Chennai: While the entire nation has been seeing protests against the Citizenship Amendment Act, protesters in Chennai have been complaining that the city police have been denying permission for any kind of protest, allegedly on flimsy grounds. 

According to sources, when the anti-CAA protests were heating up in all major cities, Chennai had also seen a series of low-key, peaceful protests, mostly focused around the Valluvarkottam. No incident of violence has been reported during the protests in Valluvarkottam and on most days, the protesters reportedly sang the national anthem before dispersing peacefully. However, the city police began booking the protesters under the Madras Police Act since the last week of December, making it nearly impossible for protesters to congregate anywhere in the city. Mostly, the cops have been citing traffic and safety reasons to deny protests though people have asked several unimportant stretches in the city and tried to get permission during the lean times of the day. 
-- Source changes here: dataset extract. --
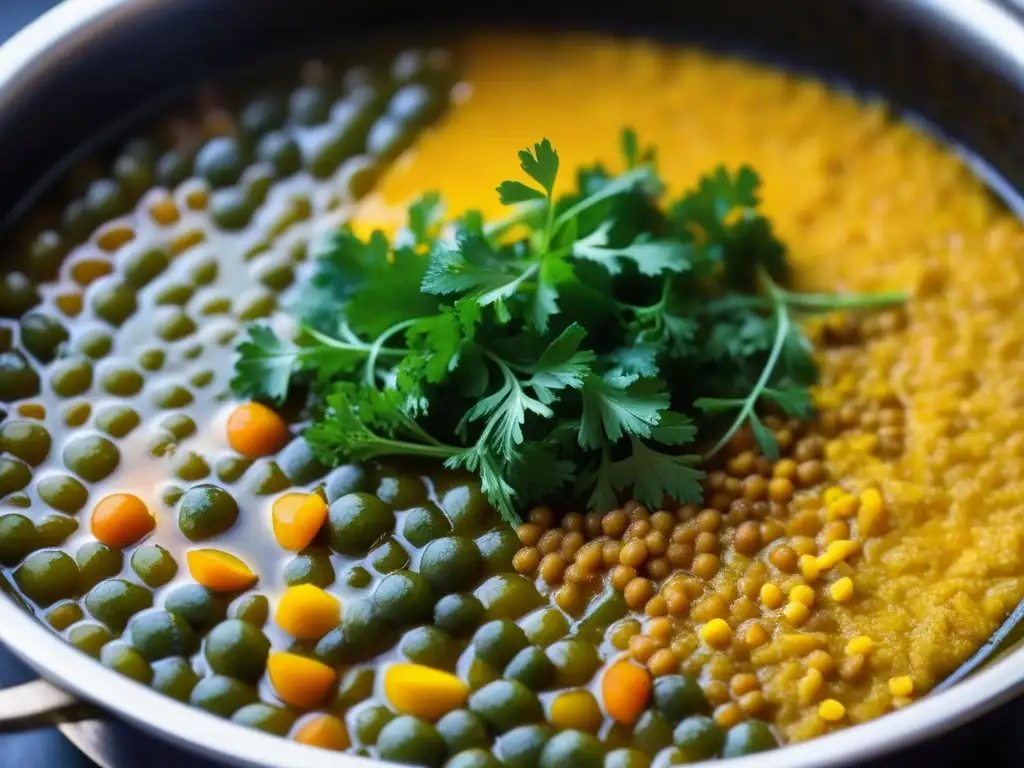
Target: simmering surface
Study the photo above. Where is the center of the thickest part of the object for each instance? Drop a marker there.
(811, 593)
Activists are now contesting the Chennai Police's latest statement which 'regulates' all processions, demonstrations, fasts, human chains, meetings, and assemblies within the city limits. The case, which is being heard by the Madras High Court, argues that the prohibitory orders, which has been issued every 15 days in the city since the beginning of the issue, restricts the constitutional right to gather and protest peacefully.

Chennai being the only metropolitan city in the south, protesters are disappointed that the cops have been 'trying to suppress' secular protests. The ruling AIADMK government had voted in support of the act even though their founder, the illustrious MGR, would himself have found it difficult to prove his nationality under the amendment, as the Sri Lankan refugees are completely excluded from it.